Meanwhile, the four singles from Rui that are currently on Spotify have been streamed over a million times in all.

Rui, 21, said that she has received messages from fans in countries like Mexico, Spain and the United States.

“It’s so surreal to me that all this is happening, and it feels really good that my music is being heard,” said Rui, a psychology student who took time off from school to focus on music.

Both artistes are happy that being on Spotify, which was highlighting the achievements of female acts in Singapore to coincide with International Women’s Day on March 8, helped them with this one goal: To allow their music to take precedence.

If you are a woman in music, “the way you look and the way you present yourself, like your social media presence or how hot you are, defines who you are in your career regardless of how talented you are”, said Rui.

She says that the Spotify platform serves her well because it is an equaliser. Because Spotify is an audio platform, “you hear me, and you like my music, before you know what I look like”, she said.

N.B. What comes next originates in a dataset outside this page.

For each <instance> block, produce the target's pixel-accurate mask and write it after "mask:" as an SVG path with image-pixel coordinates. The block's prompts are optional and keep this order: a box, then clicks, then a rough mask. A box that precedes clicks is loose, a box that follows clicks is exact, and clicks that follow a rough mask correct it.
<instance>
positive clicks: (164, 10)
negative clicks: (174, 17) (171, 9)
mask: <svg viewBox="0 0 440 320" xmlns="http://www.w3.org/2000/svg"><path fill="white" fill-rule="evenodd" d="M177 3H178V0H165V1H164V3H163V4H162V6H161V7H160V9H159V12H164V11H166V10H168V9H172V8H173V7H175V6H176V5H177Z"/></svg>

This works well for Sokko, an emerging singer, songwriter and producer who has also released a music video to accompany the emotive 1057. The artiste, who is in her early 20s and who is managed by Aging Youth’s Willy Tan, has shrouded her public persona in mystery — she refuses to give out her real name, and appears masked in the music video. In pictures, she appears with her face half-covered by her dark hair.

The pressure to look or dress a certain way is highly acute in electronic music, she said.

“Growing up, I feel that (it was assumed that female deejays) have to be hot. The music they play is one thing, but then their looks and just being attractive are a very huge selling point. When it comes to producing these days, there are many female artistes who don’t really sell (their looks) anymore and I think it’s a very powerful statement when it comes to gender equality,” Sokko told TODAY.

Sokko says she simply wants listeners to focus on her music.

“Most people don’t get why I am hiding, but this, truthfully, opens me up. Keeping a low profile ... allows me to experience life without being concerned with what people think (of me personally). I get to focus on the songs instead of the periphery things that come with being a musician. This decision coincides very much with what I want people to feel when they experience my music. The idea of mystery lends itself to intrigue, and leaves room for interpretation,” she said.